Verzoek om een prejudiciële beslissing ingediend door de Juzgado Contencioso-Administrativo de Madrid (Spanje) op 8 augustus 2016 – Francisco Rodrigo Sanz / Universidad Politécnica de Madrid

(Zaak C-443/16)

Procestaal: Spaans

Verwijzende rechter

Juzgado Contencioso-Administrativo de Madrid

Partijen in het hoofdgeding

Verzoekende partij: Francisco Rodrigo Sanz

Verwerende partij: Universidad Politécnica de Madrid

Prejudiciële vragen

Moet clausule 4 van de raamovereenkomst die is opgenomen als bijlage bij richtlijn 1999/70/EG1 aldus worden uitgelegd dat zij in de weg staat aan een regeling als die welke hier wordt beschreven, volgens welke de arbeidstijd van een medewerker kan worden verkort op de enkele grond dat hij werkzaam is als ambtenaar in tijdelijke dienst?

Zo ja,

kan de economische situatie, die ertoe leidt dat minder begrotingsmiddelen ter beschikking worden gesteld en dus noopt tot het terugdringen van de uitgaven, worden opgevat als een objectieve reden die dat verschil in behandeling rechtvaardigt?

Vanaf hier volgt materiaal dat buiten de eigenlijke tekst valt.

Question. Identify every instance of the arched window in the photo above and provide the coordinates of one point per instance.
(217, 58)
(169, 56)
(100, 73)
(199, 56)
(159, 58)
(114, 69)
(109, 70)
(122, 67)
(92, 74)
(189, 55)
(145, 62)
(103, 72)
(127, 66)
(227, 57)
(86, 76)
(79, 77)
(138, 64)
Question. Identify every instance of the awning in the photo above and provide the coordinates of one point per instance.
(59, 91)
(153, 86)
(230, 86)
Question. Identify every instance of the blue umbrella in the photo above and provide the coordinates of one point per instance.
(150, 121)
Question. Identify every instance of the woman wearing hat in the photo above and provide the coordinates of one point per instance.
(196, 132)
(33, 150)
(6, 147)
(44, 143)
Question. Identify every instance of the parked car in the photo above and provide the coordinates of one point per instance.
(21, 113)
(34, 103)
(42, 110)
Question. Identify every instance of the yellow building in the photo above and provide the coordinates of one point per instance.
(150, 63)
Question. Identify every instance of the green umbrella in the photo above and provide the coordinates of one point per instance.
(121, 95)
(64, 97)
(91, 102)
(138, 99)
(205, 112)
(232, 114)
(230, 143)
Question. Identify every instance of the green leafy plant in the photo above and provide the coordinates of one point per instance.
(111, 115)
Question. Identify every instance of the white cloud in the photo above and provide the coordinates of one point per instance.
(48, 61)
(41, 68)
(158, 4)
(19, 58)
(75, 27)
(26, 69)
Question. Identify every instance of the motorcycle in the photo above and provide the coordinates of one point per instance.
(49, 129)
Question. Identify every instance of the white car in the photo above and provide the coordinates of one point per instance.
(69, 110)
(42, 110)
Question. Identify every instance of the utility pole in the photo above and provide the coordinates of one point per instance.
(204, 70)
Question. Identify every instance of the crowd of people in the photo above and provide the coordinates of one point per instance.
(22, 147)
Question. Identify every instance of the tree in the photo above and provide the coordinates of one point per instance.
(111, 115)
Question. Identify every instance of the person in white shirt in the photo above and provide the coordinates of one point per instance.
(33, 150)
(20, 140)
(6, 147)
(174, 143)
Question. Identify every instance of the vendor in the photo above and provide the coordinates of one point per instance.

kan de interne organisatiebevoegdheid van het bestuur worden opgevat als een objectieve reden die dat verschil in behandeling rechtvaardigt?

Moet clausule 4 van de raamovereenkomst die is opgenomen als bijlage bij richtlijn 1999/70/EG aldus worden uitgelegd dat de interne organisatiebevoegdheid van het bestuur steeds en hoe dan ook wordt begrensd door het discriminatieverbod of het verbod om medewerkers ongelijk te behandelen, ongeacht of het gaat om vast aangestelde ambtenaren, op oproepbasis aangestelde ambtenaren of tijdelijk aangestelde ambtenaren?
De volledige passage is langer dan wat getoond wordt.